Am Freitagabend auf ihre Stürze angesprochen, reagierte alle vier Piloten auf gleiche Art und Weise. "Ich habe die Front verloren - ein typischer Sturz für diese Strecke. Wir hatten den Mediumreifen aufgezogen. Ich hatte schon in der Runde vor meinem Sturz Probleme mit der rechten Flanke in Turn 1 und 11", berichtete etwa Nakagami und Morbidelli meinte: "Ich habe den Mediumreifen aufgezogen und bin sofort gestürzt - so wie alle anderen."

Wie anfangs bereits beschrieben müssen die MotoGP-Piloten sieben Linkskurven am Stück befahren, bevor es in Turn 11 wieder nach rechts geht. Dabei macht sich der Temperatur-Verlust in der rechten Flanke natürlich mit härteren Reifenmischungen umso mehr bemerkbar. Dass dies in den letzten Jahren seltener zum Tragen gekommen war, lag einzig an den Hitzewellen, die die MotoGP 2021 und 2022 am Sachsenring erwischt hatte. In diesem Jahr ist es jedoch deutlich kühler, was den Grip auf der gesamten Strecke zusätzlich reduziert.

Das hatte auch Aleix Espargaro zu spüren bekommen - allerdings an anderer Stelle. Er stürzte, ebenfalls mit Medium-Front unterwegs, bereits in der Anfangsphase des 1. Trainings in Turn 1. "Der Medium ist hier keine Option. Ich bin heute morgen damit gestürzt und alle anderen, die ihn verwendet haben, sind auch gecrasht. Er funktioniert nicht. Wenn du den Reifen nicht stark genug forderst, hast du überhaupt keinen Grip", fand er Aprilia-Pilot am Freitagabend deshalb deutliche Worte in Richtung Reifenhersteller Michelin.

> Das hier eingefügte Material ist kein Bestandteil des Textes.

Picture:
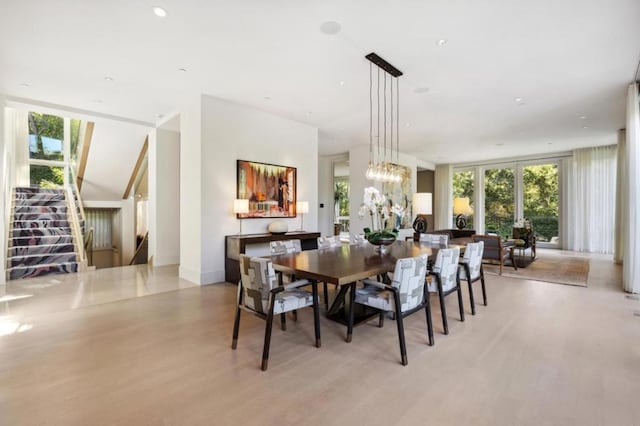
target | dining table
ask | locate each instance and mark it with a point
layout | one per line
(345, 265)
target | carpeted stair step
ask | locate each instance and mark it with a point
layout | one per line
(34, 271)
(36, 190)
(37, 210)
(34, 240)
(41, 259)
(40, 232)
(26, 250)
(40, 223)
(40, 202)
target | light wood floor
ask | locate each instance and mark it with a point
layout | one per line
(539, 354)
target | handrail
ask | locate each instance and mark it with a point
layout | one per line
(145, 239)
(75, 224)
(88, 246)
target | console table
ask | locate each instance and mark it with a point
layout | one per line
(235, 245)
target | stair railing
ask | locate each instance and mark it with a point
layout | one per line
(139, 248)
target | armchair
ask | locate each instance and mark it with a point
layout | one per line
(494, 250)
(260, 294)
(405, 295)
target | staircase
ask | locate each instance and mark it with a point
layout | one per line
(41, 240)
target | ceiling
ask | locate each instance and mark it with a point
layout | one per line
(569, 61)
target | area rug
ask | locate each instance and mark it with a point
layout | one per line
(551, 268)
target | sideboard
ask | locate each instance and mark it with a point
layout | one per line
(235, 245)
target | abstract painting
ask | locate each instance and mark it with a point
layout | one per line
(270, 189)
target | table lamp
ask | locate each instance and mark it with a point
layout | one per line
(240, 207)
(462, 209)
(422, 206)
(302, 207)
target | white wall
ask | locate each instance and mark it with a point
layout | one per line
(230, 132)
(358, 163)
(164, 197)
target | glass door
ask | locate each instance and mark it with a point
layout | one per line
(541, 201)
(499, 201)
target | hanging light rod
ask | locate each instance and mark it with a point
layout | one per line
(373, 57)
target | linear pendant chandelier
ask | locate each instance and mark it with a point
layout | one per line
(381, 166)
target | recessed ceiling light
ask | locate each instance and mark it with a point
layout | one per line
(330, 28)
(158, 11)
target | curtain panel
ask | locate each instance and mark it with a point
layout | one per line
(631, 192)
(592, 199)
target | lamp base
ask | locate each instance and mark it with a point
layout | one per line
(420, 224)
(461, 221)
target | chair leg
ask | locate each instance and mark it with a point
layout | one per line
(484, 290)
(460, 302)
(427, 310)
(352, 301)
(403, 346)
(326, 296)
(236, 329)
(443, 310)
(471, 299)
(267, 340)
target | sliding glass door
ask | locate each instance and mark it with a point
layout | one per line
(499, 201)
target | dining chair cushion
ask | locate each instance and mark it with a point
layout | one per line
(408, 278)
(472, 257)
(285, 247)
(446, 264)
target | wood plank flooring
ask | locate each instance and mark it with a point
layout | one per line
(539, 354)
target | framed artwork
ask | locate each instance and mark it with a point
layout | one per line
(401, 193)
(270, 189)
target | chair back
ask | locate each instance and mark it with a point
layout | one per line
(408, 278)
(258, 278)
(492, 246)
(328, 242)
(446, 264)
(440, 239)
(358, 239)
(473, 257)
(285, 247)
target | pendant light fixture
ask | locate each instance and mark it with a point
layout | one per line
(381, 161)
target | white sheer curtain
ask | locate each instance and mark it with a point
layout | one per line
(592, 199)
(631, 191)
(443, 197)
(620, 235)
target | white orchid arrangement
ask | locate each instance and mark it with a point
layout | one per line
(375, 204)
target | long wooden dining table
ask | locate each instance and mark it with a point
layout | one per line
(344, 266)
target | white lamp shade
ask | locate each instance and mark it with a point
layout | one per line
(461, 206)
(241, 206)
(302, 207)
(422, 203)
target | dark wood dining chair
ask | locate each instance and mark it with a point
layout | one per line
(444, 279)
(259, 292)
(405, 295)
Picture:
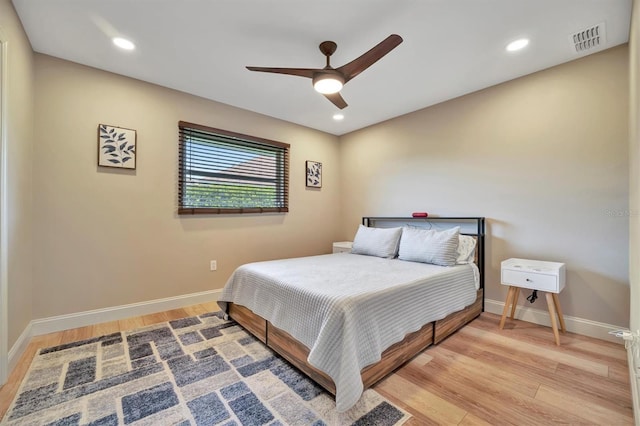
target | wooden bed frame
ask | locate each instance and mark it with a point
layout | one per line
(397, 354)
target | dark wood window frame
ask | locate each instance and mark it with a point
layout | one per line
(233, 170)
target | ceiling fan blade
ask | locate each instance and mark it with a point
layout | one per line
(337, 100)
(301, 72)
(369, 58)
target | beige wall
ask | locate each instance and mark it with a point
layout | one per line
(634, 168)
(543, 157)
(107, 237)
(20, 119)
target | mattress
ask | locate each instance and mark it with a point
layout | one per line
(348, 308)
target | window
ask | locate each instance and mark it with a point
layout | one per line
(226, 172)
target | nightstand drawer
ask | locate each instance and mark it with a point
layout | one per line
(534, 281)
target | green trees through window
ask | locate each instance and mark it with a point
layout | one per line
(226, 172)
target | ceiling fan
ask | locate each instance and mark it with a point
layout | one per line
(329, 80)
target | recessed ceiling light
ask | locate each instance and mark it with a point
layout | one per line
(517, 44)
(123, 43)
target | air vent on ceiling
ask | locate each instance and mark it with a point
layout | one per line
(588, 39)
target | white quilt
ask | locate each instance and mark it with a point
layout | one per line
(348, 308)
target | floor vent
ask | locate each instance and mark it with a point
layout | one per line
(588, 39)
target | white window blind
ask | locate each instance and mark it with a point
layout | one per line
(227, 172)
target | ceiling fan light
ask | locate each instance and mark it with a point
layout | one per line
(327, 84)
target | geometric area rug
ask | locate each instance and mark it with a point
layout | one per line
(201, 370)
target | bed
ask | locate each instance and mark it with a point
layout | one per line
(349, 319)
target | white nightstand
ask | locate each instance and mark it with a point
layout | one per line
(535, 275)
(342, 246)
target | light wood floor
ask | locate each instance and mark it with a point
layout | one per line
(479, 376)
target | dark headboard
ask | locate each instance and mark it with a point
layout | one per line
(474, 226)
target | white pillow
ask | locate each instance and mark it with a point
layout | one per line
(430, 246)
(380, 242)
(466, 249)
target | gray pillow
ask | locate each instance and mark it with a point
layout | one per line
(380, 242)
(430, 246)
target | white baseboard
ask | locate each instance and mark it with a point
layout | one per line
(19, 347)
(97, 316)
(586, 327)
(81, 319)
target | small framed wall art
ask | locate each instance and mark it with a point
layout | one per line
(314, 174)
(116, 147)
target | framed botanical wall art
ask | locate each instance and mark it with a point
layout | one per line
(314, 174)
(116, 147)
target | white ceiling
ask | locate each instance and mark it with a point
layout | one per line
(450, 48)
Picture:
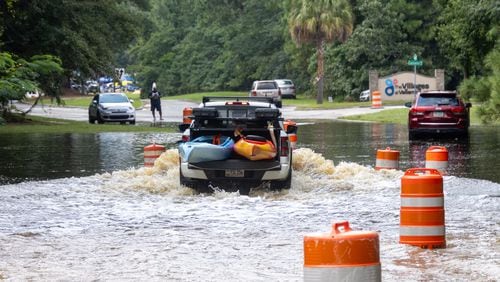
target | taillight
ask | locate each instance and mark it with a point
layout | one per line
(417, 112)
(284, 146)
(459, 111)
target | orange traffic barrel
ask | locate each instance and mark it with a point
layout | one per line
(437, 157)
(342, 255)
(387, 159)
(151, 153)
(292, 136)
(422, 209)
(376, 100)
(186, 115)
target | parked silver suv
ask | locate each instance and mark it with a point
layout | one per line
(266, 88)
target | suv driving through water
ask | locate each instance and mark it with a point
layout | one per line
(255, 120)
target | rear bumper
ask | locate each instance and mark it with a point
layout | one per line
(253, 171)
(438, 130)
(118, 118)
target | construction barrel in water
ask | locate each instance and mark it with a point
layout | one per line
(437, 157)
(422, 209)
(292, 134)
(342, 255)
(387, 159)
(151, 153)
(186, 115)
(376, 100)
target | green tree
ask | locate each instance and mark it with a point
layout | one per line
(318, 23)
(380, 42)
(462, 33)
(18, 76)
(87, 35)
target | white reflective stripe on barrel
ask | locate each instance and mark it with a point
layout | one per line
(386, 163)
(422, 202)
(327, 273)
(437, 230)
(152, 153)
(436, 164)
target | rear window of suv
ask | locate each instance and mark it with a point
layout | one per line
(266, 85)
(438, 100)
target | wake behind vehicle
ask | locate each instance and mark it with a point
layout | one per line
(111, 107)
(438, 112)
(253, 129)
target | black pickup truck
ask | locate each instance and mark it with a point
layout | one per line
(250, 116)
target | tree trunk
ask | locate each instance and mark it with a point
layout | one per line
(320, 72)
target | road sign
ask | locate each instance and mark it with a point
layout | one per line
(415, 63)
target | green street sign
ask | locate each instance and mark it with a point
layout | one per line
(415, 63)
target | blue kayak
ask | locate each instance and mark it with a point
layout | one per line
(203, 149)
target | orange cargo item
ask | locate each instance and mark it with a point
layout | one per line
(422, 209)
(342, 255)
(437, 157)
(255, 149)
(387, 159)
(151, 153)
(186, 113)
(376, 100)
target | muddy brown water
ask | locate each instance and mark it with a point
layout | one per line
(82, 207)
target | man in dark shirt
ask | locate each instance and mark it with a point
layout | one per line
(154, 97)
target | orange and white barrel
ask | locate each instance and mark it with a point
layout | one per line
(292, 136)
(437, 157)
(342, 255)
(387, 159)
(376, 100)
(422, 209)
(186, 115)
(151, 153)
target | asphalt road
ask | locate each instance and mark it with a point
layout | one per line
(172, 112)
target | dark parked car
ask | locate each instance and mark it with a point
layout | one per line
(287, 88)
(111, 107)
(438, 112)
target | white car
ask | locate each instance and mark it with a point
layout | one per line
(287, 88)
(111, 107)
(266, 88)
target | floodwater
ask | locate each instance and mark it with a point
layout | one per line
(115, 220)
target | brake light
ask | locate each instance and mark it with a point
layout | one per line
(417, 112)
(237, 103)
(284, 146)
(458, 111)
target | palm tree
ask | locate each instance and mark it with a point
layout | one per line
(319, 22)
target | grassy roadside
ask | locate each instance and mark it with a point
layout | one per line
(83, 101)
(35, 124)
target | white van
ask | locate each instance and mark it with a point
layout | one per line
(365, 96)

Franco Morbidelli stürzte mit Medium-Vorderreifen in Turn 11, Foto: LAT Images
Franco Morbidelli stürzte mit Medium-Vorderreifen in Turn 11, Foto: LAT Images

Aleix Espargaro hofft auf Temperatur-Anstieg am Sachsenring

"Ich bin meine schnellste Runde im 2. Training auf einem zehn Runden alten Softreifen gefahren. Das mache ich sonst eigentlich nie, aber der Medium ist einfach nicht sicher genug", ergänzte der Katalane. Mit der weichen Reifenmischung ausgestattet gab es am Freitag tatsächlich keine Stürze in der dritten und letzten Rechtskurve des Sachsenring. Dass auch mit dem Soft lange Zeit schnelle Rundenzeiten möglich sind, zeigte Espargaro. Für den Grand Prix dürfte dieser aber dennoch keine Option sein, schließlich sind am Sonntag ganze 30 Umläufe zu absolvieren.

Espargaro hofft deshalb, dass die Temperaturen am Sachsenring an Samstag und Sonntag etwas in die Höhe klettern. Das könnte den MotoGP-Stars nämlich die Möglichkeit eröffnen, an der Front auf den Hard-Reifen zu setzen - die Reifenmischung, mit der die letzten beiden Rennen gewonnen wurden. Dadurch könnte der ungeliebte Medium umgangen werden: "Ich hoffe, dass ich ihn [den harten Vorderreifen, Anm.] verwenden kann. Wenn es warm genug ist, würde ich das sogar machen, ohne ihn vorher im Training getestet zu haben", wählt der Aprilia-Pilot erneut deutliche Worte. "Der Medium ist einfach keine Option."